Kamera, uçucu bir dinozoru takip ederken altta "EASTCOAST 2513" yazısı beliriyor. Ne idüğü belirsiz bir çatıda, oyuna başlıyoruz. Mustapha ile Jack gökten iniyor. Bir kaç saniyeliğine dokunulmaz oluyoruz. Çatıda bizi bekleyen 2 adet tekinsiz tip var: Ferris'ler. Yumrukla, bize saldırıyorlar ama hesabı rahat görüyoruz. Tepede uçan dinozora bulaşmamak gerek. Sonrasında, bir iki tane daha kötü adam hakladıktan sonra, "Go" yazısıyla bize işaret edilen kapıyı kırıp binanın içine giriyoruz. İçerdeki heykelleri kırıyoruz. Bir tanesinin içinden "enerji verici" salata çıkıyor. Çatıda azıcık hırpalandığımdan salatayı ben alıyorum. Burası, bilmeyenler için sakin gibi görünmekle beraber bubi tuzağı var. Ben geride dururken Şaban, tuzağın görünmez ipine bilerek basıyor. Üzerimize doğru tüm güçleriyle koşarak şişko Wrench, şişko Hammer ve şişko Elmer saldırıyor. Adıyla barışık bıçakçı Blade'i de hallettikten sonra camı kırıp aşağı atlıyoruz. Aşağıda ilk kural duvara dayamak. Sonra da bunu yaparken yanlışlıkla arkadaşına vurmamak.
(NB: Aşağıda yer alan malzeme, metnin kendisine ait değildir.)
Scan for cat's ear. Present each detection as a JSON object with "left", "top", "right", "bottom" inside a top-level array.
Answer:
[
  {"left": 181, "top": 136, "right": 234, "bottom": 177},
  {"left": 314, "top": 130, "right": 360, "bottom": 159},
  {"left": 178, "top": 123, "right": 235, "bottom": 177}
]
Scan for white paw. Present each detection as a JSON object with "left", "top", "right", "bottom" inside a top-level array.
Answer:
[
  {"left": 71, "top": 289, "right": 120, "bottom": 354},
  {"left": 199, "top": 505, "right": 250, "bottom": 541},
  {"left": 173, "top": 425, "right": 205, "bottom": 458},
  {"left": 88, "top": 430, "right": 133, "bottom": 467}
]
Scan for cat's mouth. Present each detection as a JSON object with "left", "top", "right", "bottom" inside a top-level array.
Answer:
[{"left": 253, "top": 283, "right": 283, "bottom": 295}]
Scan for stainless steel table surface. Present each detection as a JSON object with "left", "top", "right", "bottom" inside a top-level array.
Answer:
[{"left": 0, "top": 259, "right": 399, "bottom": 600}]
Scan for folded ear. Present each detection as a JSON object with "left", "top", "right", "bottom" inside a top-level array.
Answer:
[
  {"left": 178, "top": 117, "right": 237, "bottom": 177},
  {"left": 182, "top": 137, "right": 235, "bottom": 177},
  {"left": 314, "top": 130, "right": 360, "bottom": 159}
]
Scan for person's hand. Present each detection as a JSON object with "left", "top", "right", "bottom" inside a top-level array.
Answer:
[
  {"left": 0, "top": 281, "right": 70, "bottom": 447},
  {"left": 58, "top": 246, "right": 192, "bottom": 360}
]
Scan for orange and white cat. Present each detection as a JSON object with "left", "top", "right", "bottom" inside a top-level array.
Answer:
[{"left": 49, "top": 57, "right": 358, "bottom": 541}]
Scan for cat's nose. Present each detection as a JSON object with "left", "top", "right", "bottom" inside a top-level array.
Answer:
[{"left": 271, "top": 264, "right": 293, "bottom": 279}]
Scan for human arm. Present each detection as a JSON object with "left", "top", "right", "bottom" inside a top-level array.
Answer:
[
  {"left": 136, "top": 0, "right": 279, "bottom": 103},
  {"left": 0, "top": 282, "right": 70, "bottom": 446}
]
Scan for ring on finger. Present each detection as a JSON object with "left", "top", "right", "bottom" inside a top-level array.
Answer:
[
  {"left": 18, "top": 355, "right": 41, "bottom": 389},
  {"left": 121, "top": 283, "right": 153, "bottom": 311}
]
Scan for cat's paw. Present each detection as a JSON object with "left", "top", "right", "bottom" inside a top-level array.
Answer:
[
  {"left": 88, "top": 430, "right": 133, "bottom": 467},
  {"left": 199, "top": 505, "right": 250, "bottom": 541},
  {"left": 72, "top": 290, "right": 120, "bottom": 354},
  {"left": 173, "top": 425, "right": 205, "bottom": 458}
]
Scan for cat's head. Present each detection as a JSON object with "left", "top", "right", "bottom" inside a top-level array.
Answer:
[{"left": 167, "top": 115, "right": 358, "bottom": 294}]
Gökten üzerimize düşen şişko ile alçak sokak serserisini duvara dayayıp, ağzını burnunu bir güzel kırıyoruz. Şişkodan şifa niyetine dumanı üstünde steak çıkıyor. O da Mustapha'nın hakkı. Az ilerdeki tipleri de dövdükten sonra, lastiklerden çıkan hamburgeri alınca Şaban bana kızıyor: "Oğlum hemen almasana, daha dövüceklerimiz var". Bu arada, ekranda zaman beliriyor. Bölüm sonundaki çam yarması patrona 59 saniye içinde varmamız gerek. Endişelenecek bir şey yok; zaten geldik.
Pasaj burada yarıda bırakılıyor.